Vou ter de fazer penitência? Quantos Pai Nossos?
─ Talvez a morte de meu sogro, em Julho de 1973, tenha me abalado, ou talvez eu estivesse trabalhando muito, não sei. Além de dar minhas 34 aulas semanais de Educação Artística num Colégio Estadual do Sumaré, nos períodos da tarde e da noite, ainda pegara uns desenhos em bico-de-pena para fazer em casa depois da aula e acabava desenhando madrugada a dentro.
Em outubro desse mesmo ano, meu bebê Rodrigo estava numa barriga de 5 meses e já louco para nascer...
No meio da noite, levei o maior susto ao sentir algo errado. Tivemos de acordar a médica às 3 da madrugada. Ela veio prontamente. Mas seu diagnóstico foi o pior:
─ Ah... minha filha, este bebê você já perdeu...
─ Não quero! por favor, faça alguma coisa! Por favor, por favor! Eu chorava, em desespêro.
─ Acho que não vai dar, você está com uma hemorragia forte e dois dedos de dilatação. Um feto de 5 meses passa facilmente por aí... Não chore, você pode ter outro...

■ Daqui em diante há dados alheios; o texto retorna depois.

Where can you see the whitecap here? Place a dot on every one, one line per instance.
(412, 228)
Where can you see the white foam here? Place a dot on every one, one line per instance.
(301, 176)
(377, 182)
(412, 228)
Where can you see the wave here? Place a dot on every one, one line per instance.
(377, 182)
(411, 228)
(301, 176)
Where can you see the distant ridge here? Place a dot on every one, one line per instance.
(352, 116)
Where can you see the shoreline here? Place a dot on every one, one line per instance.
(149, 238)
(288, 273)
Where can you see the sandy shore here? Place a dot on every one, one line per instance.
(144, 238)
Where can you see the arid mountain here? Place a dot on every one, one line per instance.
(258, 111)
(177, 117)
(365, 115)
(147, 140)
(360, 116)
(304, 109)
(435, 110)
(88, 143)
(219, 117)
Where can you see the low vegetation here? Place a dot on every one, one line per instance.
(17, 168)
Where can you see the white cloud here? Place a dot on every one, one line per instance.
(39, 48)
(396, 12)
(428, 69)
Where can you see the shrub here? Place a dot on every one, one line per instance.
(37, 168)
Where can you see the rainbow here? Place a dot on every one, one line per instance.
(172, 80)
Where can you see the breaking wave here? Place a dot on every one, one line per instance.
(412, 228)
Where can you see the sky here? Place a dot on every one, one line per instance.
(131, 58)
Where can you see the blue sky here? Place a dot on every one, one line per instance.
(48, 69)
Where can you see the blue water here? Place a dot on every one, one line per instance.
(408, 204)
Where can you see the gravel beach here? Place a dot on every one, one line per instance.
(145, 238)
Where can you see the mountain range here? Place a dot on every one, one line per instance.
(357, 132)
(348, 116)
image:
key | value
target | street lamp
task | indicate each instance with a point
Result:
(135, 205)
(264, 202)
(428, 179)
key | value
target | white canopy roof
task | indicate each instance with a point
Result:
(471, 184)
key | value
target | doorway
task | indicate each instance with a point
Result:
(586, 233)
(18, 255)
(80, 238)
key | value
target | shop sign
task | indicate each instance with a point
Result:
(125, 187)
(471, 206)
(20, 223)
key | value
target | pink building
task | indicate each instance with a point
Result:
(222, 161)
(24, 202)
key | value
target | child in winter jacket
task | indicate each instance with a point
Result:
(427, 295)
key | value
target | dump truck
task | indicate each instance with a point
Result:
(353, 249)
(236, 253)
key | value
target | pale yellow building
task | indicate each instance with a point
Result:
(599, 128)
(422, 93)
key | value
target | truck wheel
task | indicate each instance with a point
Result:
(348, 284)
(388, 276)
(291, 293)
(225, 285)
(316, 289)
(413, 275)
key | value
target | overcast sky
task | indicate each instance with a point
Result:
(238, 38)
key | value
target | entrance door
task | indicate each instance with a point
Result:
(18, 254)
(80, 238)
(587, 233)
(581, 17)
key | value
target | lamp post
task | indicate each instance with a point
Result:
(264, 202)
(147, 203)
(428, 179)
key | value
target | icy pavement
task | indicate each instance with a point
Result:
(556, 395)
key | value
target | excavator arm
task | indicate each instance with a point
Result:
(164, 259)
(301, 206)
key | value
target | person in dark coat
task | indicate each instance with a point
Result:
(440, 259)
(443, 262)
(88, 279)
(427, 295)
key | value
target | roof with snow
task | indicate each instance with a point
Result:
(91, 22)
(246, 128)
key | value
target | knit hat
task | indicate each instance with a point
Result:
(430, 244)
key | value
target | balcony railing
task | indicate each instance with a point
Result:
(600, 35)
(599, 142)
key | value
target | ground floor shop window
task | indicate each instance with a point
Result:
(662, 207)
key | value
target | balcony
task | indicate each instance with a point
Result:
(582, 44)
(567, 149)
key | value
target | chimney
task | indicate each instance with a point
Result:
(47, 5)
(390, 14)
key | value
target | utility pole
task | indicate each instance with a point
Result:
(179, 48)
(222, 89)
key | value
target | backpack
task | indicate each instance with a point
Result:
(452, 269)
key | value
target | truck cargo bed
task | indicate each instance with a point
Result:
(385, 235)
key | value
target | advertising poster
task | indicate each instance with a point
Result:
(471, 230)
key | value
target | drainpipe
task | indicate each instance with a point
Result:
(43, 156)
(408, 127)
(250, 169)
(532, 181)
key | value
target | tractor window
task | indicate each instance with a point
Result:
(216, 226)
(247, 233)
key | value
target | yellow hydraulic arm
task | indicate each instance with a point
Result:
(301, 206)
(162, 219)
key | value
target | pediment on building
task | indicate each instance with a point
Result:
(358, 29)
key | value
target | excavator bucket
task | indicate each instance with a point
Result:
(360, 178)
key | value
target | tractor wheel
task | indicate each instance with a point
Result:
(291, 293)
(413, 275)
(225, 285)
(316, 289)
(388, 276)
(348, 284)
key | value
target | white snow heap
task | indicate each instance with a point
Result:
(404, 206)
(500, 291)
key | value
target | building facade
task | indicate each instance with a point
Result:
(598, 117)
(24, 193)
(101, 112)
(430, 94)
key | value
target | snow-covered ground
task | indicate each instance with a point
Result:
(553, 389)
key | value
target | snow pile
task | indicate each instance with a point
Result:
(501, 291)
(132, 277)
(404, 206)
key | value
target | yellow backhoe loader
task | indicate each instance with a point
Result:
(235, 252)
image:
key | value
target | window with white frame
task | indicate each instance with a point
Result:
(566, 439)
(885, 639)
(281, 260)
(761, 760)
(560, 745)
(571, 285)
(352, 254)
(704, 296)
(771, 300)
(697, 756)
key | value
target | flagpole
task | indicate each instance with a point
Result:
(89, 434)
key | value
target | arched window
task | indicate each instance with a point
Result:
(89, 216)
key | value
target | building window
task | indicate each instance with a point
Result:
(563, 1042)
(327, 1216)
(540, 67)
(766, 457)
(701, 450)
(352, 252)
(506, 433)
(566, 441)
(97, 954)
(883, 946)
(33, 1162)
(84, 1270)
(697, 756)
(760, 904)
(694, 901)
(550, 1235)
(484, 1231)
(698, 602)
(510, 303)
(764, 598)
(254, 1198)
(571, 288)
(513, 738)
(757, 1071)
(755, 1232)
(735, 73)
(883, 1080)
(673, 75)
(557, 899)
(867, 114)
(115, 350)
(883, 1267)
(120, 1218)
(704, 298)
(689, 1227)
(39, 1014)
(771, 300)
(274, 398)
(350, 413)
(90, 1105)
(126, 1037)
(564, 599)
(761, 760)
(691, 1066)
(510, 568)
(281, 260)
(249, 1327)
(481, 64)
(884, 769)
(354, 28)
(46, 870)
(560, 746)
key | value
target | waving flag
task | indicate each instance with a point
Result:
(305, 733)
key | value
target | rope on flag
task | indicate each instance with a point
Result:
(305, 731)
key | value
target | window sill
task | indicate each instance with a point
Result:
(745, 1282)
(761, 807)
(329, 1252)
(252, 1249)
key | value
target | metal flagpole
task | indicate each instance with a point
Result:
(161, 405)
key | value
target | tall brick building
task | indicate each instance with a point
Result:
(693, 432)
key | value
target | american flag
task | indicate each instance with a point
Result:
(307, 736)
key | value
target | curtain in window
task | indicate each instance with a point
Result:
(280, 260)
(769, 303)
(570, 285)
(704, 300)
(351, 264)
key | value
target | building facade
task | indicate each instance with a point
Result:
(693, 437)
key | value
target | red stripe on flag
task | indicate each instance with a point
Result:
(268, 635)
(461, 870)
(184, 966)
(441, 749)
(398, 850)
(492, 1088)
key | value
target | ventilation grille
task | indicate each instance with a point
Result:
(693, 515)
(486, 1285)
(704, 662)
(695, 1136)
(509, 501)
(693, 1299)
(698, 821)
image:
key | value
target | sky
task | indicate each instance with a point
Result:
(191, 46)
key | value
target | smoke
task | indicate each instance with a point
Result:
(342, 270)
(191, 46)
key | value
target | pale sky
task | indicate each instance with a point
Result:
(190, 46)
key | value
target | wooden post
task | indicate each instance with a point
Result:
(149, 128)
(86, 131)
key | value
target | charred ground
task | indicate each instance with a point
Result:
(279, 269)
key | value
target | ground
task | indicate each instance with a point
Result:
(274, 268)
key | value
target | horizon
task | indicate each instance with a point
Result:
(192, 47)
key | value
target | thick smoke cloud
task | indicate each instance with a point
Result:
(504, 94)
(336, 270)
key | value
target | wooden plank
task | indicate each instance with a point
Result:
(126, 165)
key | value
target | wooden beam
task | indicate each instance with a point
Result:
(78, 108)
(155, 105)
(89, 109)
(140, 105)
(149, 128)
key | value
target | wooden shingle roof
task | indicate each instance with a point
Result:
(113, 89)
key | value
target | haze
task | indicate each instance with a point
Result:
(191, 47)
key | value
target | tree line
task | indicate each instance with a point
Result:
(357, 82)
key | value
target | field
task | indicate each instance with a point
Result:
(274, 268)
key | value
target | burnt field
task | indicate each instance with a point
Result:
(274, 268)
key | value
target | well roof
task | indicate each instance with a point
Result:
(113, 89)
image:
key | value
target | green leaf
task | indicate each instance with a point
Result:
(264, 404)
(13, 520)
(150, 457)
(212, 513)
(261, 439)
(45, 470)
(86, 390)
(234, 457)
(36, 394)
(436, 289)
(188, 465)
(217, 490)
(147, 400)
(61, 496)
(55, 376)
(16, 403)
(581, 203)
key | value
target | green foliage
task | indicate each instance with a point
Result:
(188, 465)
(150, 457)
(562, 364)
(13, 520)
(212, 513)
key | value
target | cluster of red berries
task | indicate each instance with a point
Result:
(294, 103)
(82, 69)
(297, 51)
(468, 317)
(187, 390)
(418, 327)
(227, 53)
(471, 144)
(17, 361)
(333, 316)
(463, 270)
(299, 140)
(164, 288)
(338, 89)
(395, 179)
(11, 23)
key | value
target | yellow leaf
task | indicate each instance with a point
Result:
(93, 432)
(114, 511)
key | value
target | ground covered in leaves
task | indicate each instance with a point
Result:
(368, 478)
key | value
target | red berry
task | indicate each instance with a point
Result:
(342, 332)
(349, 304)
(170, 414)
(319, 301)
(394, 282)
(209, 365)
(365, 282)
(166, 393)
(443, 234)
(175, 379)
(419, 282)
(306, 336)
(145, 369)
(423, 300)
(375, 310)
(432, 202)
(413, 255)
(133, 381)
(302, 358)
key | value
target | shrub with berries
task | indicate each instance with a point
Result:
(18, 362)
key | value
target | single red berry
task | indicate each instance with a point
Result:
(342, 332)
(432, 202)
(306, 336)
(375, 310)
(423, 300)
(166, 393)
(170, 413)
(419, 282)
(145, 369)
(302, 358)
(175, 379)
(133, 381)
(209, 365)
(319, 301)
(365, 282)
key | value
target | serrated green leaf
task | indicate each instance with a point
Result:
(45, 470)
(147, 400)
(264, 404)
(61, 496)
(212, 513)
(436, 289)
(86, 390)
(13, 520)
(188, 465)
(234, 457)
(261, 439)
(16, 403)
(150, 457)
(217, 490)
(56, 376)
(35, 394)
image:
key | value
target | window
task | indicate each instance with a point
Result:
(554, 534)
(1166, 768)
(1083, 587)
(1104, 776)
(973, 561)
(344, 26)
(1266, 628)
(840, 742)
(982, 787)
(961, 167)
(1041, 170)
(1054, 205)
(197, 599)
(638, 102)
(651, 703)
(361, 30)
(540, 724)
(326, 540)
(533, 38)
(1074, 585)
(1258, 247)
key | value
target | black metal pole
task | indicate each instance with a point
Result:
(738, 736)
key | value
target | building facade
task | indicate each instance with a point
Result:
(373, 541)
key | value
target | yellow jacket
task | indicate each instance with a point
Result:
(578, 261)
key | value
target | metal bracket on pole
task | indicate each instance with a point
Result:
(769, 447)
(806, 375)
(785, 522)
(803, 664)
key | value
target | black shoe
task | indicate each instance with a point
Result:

Mas eu não queria saber. Chorando muito, segurei a mão da doutora, implorando:
─ Não quero outro, quero este! Por favor, FAÇA ALGUMA COISA!
Vendo que não me convencia, a boa doutora Adelaide resolveu contemporizar:
─ Está bem, vamos ver... vamos ver... Se você ainda não o perdeu, vamos ver se consegue segurar... Mas não posso garantir nada, está entendendo? Vou aplicar hormônios e você terá de ficar na cama até o final, acha que consegue?
─ Faço qualquer coisa, qualquer coisa! Mas me ajude, me ajude!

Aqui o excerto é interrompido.